Receptors for IgG: subclass specificity of receptors on different mouse cell types and the definition of two distinct receptors on a macrophage cell line.

Heusser¹,

Anderson²,

Grey³

1977

185

Fc receptors have been found on many different cells including B and T lymphocytes, macrophages, neutrophils, and K cells, as well as cells not involved in the immune system. Some cellular functions such as phagocytosis of IgG-coated particles (1, 2) and the antibody-dependent cell-mediated cytotoxicity reaction (3) can clearly be attributed to this surface activity. On the other hand, the functional significance of Fc receptors on other cells such as B and T lymphocytes has not as yet been elucidated.
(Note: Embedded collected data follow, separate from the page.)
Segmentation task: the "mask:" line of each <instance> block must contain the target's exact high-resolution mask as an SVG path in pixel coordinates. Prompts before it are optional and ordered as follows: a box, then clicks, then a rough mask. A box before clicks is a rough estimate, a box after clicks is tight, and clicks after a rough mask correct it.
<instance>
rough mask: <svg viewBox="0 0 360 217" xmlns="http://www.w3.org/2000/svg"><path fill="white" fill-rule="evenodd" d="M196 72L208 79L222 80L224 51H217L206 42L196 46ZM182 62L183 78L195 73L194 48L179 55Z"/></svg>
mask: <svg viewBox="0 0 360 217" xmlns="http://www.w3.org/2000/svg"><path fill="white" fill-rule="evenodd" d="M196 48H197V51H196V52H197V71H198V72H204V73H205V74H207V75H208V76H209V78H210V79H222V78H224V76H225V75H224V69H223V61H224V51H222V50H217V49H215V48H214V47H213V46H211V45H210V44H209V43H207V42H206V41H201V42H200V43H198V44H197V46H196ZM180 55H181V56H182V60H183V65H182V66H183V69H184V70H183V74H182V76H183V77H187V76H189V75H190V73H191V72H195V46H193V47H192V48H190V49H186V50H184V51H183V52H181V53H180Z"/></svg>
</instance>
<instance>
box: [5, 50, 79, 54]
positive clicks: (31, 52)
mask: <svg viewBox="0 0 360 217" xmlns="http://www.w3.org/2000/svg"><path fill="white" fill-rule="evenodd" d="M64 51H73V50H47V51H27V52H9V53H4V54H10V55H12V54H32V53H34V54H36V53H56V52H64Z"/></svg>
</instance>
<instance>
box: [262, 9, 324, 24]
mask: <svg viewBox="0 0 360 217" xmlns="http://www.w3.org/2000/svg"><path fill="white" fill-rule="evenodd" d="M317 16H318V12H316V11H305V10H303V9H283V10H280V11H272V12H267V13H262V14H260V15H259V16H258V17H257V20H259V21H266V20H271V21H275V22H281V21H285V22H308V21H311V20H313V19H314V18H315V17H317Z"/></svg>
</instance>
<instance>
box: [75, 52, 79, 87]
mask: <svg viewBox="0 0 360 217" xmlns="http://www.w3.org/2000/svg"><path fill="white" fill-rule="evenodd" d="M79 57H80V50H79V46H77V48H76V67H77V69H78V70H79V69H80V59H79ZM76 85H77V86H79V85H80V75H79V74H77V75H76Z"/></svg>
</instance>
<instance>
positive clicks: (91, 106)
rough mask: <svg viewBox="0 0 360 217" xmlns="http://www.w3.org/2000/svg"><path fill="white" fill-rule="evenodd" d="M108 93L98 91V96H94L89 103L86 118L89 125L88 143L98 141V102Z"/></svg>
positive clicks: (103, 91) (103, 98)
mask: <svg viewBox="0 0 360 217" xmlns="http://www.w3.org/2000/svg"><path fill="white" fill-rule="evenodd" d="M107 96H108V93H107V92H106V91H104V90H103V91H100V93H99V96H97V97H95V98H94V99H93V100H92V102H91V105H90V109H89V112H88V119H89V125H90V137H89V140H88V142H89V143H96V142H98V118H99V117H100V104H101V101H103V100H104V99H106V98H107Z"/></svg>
As part of our investigations of the possible function of Fc receptors, we have studied the specificity of receptors for immunoglobulins of different IgG subclasses, as well as the degree of polymerization of the immunoglobulin capable of binding to these receptors. For this purpose myeloma proteins of different IgG subclasses were chemically crosslinked by bis-diazotized benzidine (BDB).' Monomer IgG and IgG aggregates of comparable size, representative of the different subclasses, were examined for their capacity to bind to receptors on different established cell lines and normal cells. Our findings indicate that the binding of myeloma proteins is dependent both upon subclass and degree of polymerization. Furthermore, studies on a macrophage-like cell line (P388) strongly suggest the presence of at least two different receptors for IgG on this cell, one characterized by its reactivity with monomeric IgG2a and the other for its activity with aggregated IgG of all subclasses. Materials and MethodsMyeloma Proteins. The following IgG myeloma proteins were used in this study: MOPC-21 (IgG1), PC-5, and HOPC-1 (IgG2a), MOPC-141 (IgG2b), and J606 (IgGz). The myeloma proteins were isolated by starch block electrophoresis. Only the peak tubes of the myeloma protein-containing fractions were used. The myeloma proteins were cross-linked with BDB according to a modification of the method of Ishizaka (4) resulting in soluble complexes with a wide range of size.